A compelling story, to be sure. But one that only barely scratched the surface of what was, to my mind, one of the most insidious aspects of Waldheim’s career. How was it that a former Nazi ended up not only in charge of the United Nations without anyone seriously looking into his biography, but utilized his position to legitimate Yasser Arafat and the PLO in the eyes of the world?
November 25th, 2018 at 6:30 pm
All excellent thoughts, Jon. As for Tom Lantos, that is the kind of guy I always took him to be.
November 25th, 2018 at 7:37 pm
Damn that sounds good. I’ll seek it out — THANKS!
November 25th, 2018 at 8:56 pm
An interesting case of the world deliberately turning a blind eye in favor of the story they wanted to believe and not the truth.
November 25th, 2018 at 9:09 pm
David, exactly what I meant about Lantos, although we have always had naïve manipulators in the legislature.

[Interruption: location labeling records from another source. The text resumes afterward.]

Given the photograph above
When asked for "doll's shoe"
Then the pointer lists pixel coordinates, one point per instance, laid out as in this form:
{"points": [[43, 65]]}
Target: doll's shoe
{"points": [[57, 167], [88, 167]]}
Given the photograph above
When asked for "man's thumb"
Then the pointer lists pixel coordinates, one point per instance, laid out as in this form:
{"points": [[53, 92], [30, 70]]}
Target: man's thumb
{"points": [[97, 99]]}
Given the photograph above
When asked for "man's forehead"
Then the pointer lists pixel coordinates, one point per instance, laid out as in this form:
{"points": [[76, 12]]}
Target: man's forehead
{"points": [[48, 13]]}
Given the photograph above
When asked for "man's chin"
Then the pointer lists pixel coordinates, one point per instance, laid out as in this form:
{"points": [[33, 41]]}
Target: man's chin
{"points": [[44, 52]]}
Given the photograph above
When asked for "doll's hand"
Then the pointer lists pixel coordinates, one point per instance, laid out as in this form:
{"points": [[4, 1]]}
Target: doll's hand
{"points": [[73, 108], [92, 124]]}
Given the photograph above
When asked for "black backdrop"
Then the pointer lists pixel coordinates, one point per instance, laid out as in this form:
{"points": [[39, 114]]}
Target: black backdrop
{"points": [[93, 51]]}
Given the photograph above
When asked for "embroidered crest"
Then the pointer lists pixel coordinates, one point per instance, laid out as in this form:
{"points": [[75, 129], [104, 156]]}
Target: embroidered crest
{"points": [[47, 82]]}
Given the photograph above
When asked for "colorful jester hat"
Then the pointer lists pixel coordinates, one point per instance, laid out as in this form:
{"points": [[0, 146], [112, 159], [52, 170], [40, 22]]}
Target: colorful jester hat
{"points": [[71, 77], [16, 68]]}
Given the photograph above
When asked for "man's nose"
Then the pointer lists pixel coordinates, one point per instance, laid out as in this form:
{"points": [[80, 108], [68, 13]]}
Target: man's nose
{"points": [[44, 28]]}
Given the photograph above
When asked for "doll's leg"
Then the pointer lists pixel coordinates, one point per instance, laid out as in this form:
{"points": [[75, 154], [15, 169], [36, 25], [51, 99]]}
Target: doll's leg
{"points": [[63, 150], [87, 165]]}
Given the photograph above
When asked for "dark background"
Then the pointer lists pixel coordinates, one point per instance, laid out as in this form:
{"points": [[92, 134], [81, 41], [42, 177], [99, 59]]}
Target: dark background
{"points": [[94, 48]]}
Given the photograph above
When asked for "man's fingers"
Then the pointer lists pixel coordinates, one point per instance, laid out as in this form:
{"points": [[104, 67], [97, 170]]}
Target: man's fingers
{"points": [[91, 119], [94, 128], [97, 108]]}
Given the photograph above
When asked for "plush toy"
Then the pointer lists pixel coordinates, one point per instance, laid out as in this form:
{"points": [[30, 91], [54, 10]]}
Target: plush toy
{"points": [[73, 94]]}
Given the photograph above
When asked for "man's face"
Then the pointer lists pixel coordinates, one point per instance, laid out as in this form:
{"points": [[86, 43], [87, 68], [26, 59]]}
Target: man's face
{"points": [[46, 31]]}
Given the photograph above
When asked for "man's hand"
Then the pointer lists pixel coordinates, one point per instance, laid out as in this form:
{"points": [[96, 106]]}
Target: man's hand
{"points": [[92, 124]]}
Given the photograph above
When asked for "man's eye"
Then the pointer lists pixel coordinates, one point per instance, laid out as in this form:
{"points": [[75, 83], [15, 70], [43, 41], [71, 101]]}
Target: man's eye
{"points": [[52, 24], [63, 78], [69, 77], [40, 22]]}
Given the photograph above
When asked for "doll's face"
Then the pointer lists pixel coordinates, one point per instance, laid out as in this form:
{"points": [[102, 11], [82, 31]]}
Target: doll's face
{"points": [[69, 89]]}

November 25th, 2018 at 9:53 pm
Yes, I think this was a case of people wanting to believe something so badly – namely that Waldheim was an urbane, respectable diplomat primarily concerned with human rights and world peace – when the evidence to the contrary was overwhelming. People didn’t want pesky facts to get in the way of the narrative they wanted to believe and they didn’t particularly want to ask too many questions.
As far as Tom Lantos is concerned, I don’t think he’d fit super comfortably in today’s Democratic Party. At least not in the hyperpartsian social media dependent wing
November 25th, 2018 at 10:59 pm
As Jon said at the beginning of his review, this is a documentary done right. The only possible flaw might be that it was produced in Austria for Austrian audiences, and it may take a while for those in the US to get up to speed, but I think they will soon enough.
Also, for what it’s worth, THE WALDHEIM WALTZ was recently selected as the Austrian entry for the Academy Awards’ Best Foreign Language Film of the year.